Just why did it take so long for The Handmaid’s Tale to get up to its old tricks? There’s barely been an episode where belief could be suspended enough to make June seem anything but invincible. But the season finale “Mayday” is a reminder of just how frail even the strongest person can become under unbearable pressure and that the world can offer hope rather than just grim reminders of its cruelty.
Or maybe this is just the first time in a while where we’re able to feel like there are actual stakes, perhaps because not everything revolves around June. The involvement of others means that characters we’ve grown to not just know, but care about, could feel the brunt of what Gilead reserves for those who step out of line. And everybody, I mean everybody, is thinking of the children.
Yes, they finally show up in “Mayday” and The Handmaid’s Tale makes a point to remind us just why it’s all been building to this. The conversation June has with a young girl who’s the same age as her own daughter would be too on-the-nose if it weren’t so beautifully done. When she asks just what it’s like outside, June tells her she can not only wear, read, and think what she wants, she doesn’t have to be a wife and mother if she doesn’t want to. The girl can only respond with, “What would I be?”
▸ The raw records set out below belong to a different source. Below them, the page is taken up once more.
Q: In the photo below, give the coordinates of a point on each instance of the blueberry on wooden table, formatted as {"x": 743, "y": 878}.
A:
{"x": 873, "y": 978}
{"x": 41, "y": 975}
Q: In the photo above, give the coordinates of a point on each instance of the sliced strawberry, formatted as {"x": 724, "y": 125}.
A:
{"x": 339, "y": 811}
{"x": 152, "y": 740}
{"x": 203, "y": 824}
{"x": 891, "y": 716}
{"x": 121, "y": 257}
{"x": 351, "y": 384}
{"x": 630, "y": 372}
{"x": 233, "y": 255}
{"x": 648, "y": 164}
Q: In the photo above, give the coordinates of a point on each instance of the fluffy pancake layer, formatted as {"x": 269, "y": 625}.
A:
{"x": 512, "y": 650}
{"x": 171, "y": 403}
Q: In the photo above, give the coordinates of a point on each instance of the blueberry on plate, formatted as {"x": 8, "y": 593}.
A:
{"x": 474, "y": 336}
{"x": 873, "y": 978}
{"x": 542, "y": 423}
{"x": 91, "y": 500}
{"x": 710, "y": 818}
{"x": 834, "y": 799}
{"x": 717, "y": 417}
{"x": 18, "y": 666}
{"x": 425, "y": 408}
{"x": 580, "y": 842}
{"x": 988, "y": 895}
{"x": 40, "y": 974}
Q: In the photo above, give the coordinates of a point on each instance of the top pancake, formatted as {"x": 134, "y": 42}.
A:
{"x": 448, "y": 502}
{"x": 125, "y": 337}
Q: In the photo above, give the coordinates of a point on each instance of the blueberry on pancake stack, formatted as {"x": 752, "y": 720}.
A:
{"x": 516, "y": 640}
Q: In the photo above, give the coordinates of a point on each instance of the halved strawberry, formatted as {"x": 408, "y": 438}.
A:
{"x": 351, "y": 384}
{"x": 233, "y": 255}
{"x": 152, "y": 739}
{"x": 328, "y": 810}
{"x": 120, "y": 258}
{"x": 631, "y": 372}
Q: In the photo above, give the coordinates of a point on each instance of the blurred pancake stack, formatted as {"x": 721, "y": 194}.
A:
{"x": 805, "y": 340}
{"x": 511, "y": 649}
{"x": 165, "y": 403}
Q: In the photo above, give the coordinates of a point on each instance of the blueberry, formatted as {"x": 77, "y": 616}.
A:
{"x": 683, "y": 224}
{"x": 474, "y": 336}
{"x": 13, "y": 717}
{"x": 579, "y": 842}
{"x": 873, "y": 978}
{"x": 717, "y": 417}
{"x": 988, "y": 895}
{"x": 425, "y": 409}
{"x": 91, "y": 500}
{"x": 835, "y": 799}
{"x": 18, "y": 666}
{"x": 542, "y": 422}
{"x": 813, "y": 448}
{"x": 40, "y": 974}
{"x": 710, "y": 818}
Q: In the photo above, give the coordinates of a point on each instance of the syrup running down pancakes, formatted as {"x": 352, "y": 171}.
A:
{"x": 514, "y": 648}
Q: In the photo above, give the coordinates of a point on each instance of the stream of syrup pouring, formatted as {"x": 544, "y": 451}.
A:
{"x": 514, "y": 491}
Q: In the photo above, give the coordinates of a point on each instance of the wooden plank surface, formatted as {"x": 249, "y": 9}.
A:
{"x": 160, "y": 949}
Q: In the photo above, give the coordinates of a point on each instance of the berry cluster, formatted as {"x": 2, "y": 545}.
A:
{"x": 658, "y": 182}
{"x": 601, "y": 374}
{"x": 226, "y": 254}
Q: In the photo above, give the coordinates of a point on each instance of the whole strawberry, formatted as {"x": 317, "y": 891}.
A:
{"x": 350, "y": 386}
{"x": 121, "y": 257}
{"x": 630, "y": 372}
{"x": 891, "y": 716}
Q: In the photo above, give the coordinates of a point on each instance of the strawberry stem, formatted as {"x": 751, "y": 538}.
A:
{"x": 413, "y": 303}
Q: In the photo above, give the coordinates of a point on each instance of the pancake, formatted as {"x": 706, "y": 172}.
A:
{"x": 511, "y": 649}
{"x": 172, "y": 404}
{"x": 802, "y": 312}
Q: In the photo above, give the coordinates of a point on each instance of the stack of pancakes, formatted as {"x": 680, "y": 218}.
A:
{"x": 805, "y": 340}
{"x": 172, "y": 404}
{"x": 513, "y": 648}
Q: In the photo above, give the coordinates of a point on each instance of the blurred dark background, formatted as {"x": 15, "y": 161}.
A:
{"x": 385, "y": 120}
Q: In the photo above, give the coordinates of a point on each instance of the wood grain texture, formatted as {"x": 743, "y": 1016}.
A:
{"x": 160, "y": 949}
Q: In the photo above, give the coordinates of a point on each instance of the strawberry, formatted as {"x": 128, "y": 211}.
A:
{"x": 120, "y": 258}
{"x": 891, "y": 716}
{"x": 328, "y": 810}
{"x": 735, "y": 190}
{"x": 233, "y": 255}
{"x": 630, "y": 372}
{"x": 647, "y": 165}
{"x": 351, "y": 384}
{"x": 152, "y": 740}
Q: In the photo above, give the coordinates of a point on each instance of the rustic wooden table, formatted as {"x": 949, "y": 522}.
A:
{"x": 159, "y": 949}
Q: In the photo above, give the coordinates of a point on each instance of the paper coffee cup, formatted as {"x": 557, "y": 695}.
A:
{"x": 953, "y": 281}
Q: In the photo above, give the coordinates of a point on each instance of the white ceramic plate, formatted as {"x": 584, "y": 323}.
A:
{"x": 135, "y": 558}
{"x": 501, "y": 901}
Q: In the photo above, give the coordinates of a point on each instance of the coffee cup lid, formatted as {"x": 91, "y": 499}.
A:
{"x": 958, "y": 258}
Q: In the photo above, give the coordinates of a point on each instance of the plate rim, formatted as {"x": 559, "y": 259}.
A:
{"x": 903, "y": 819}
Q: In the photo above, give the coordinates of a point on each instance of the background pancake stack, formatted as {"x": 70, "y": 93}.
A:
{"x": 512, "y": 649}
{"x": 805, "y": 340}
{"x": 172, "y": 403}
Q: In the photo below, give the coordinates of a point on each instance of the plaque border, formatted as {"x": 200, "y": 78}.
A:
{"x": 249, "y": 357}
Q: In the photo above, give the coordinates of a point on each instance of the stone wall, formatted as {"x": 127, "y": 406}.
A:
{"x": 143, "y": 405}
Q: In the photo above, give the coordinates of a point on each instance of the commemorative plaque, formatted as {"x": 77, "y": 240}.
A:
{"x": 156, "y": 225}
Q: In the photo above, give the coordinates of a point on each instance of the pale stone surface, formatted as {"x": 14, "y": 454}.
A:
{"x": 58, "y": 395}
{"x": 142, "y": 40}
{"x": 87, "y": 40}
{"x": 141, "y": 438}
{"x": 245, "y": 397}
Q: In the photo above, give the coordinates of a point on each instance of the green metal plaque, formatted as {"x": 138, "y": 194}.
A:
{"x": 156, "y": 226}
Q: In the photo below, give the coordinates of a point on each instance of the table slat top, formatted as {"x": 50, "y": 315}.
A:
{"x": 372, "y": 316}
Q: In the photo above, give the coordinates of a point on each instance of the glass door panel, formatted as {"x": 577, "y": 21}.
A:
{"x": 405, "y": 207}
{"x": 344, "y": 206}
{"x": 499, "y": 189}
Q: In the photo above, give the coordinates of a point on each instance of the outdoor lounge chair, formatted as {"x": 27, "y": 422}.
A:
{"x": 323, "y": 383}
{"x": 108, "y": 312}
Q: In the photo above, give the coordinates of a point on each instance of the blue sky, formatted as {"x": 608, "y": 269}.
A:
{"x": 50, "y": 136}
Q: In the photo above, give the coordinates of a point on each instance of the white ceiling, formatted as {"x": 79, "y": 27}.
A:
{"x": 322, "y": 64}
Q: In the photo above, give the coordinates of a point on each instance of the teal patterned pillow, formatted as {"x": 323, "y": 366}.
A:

It’s all the more reason June has not only committed to sparing this girl and others like her to the horrors she’s suffered and witnessed, but a new ruthlessness. As the episode’s opening reveals, June got a taste of what was in store shortly after she was separated from her husband and child and found herself in a holding center reminiscent of a concentration camp. Traumatized and terrified in a night filled with flashing lights and alarms, cages, children with Down Syndrome being herded to an unknown fate, women being beaten, standing nude to be examined by doctors, or in June’s case, placed in a cage with other women and herded onto a truck with a still defiant, fiery Janine into a horrific future.
To June, the reason the men responsible triumphed can be traced to this ruthlessness and she’s committed to emulating it in order to secure her own victory. Thankfully, as The Handmaid’s Tale hardens June, it seems to remember there’s more to it than that. Moss has made June’s emotional journey watchable, if not always believable, again and again. And during the show’s most uneven season yet, there was an awe-inspiring commitment that no amount of repetition could ever degrade.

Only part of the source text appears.